Above all this is the stage where you read aloud. If you do not read your work out loud and you take only one thing away from this essay, please make it starting to read your stuff out loud. You will catch errors and repeated words. More importantly, you will catch infelicities and ungraceful sounds.
And this is how you know you are done. Once you have done this once, perhaps more depending on your degree of perfectionism, the story is ready to have a cover letter attached and to go out into the world. Celebrate briefly, then go work on a new piece.
Learning to Trust Yourself as an Editor
Part of being a writer is the act of writing, letting the words flow out onto the page. It’s a joyful part when the words are coming fast and quick and wonderful.
Another part is the act of rewriting, taking the results of that flow and turning them into a wonderful writing. If you know that you can do this, it helps with the act of writing, because you’re not worrying about whether what you’re writing is good or not. You know that what matters is producing the words, because you can trust yourself to make them better.
If you have a lump of words, you can always turn them into something, even if it takes resorting to outrageously and wonderfully experimental techniques like a cut-up in the mode of William S. Burroughs. With a blank page, your options are considerably more limited.
Once you learn to trust your editing skills, worrying about the writing’s quality will not impede the flow — at least as much, given that we are all a bit insecure. Think of trapeze artists – if you can trust the safety net that editing will provide you, you will be able to take the risks necessary to learn how to execute amazing aerial maneuvers in your writing.
How do you learn to trust yourself as an editor?
Read widely both in and out of the field, and read at least one classic for every piece of trash.
Read what people say about the field and writing in general. Are there writers you like? They may well have written about their process, which you can usually find via their website.
Have some notion in your head of what writing is supposed to do. Teaching classes is a pretty good way to acquire this. So is thinking hard about it and writing essays. One of the best essays I know on the subject is George Orwell’s “Politics and the English Language.”
Your Writing Group and the Revision Process
Your writing group — or your group of beta readers — is a huge asset when working with a piece. You will want different kinds of feedback from them depending on what stage the manuscript is at, so let them know: are you looking at the big picture or is the piece about to go out and you just need copyedits and minor tweaks.
You do not have to take every piece of feedback that is given you, particularly if you don’t think the person understood what you were trying to do with the story. I have found that if everyone is pointing to the same thing about a story, it is indeed broken at that spot, but usually none of the suggested fixes will work and I will need to go off, think hard about it, and come up with something that works.

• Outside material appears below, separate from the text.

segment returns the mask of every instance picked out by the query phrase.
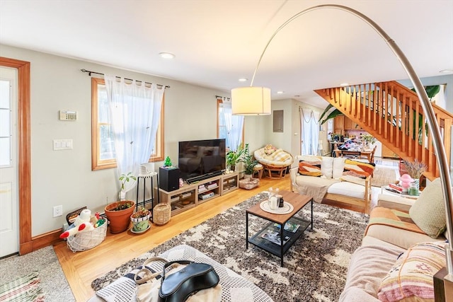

I feel that one learns more from critiquing than by being critiqued, overall, and so participating in a writing group is part of that learning to trust your internal editor.
Letting Go
Sending a story out into the world can be hard, particularly if you’re not sure that it’s ready. But you must. Sending pieces out and getting feedback, even when it’s a simple yes/no, is part of being a writer. Stories sitting on your hard drive do no one any good, particularly you. Good luck!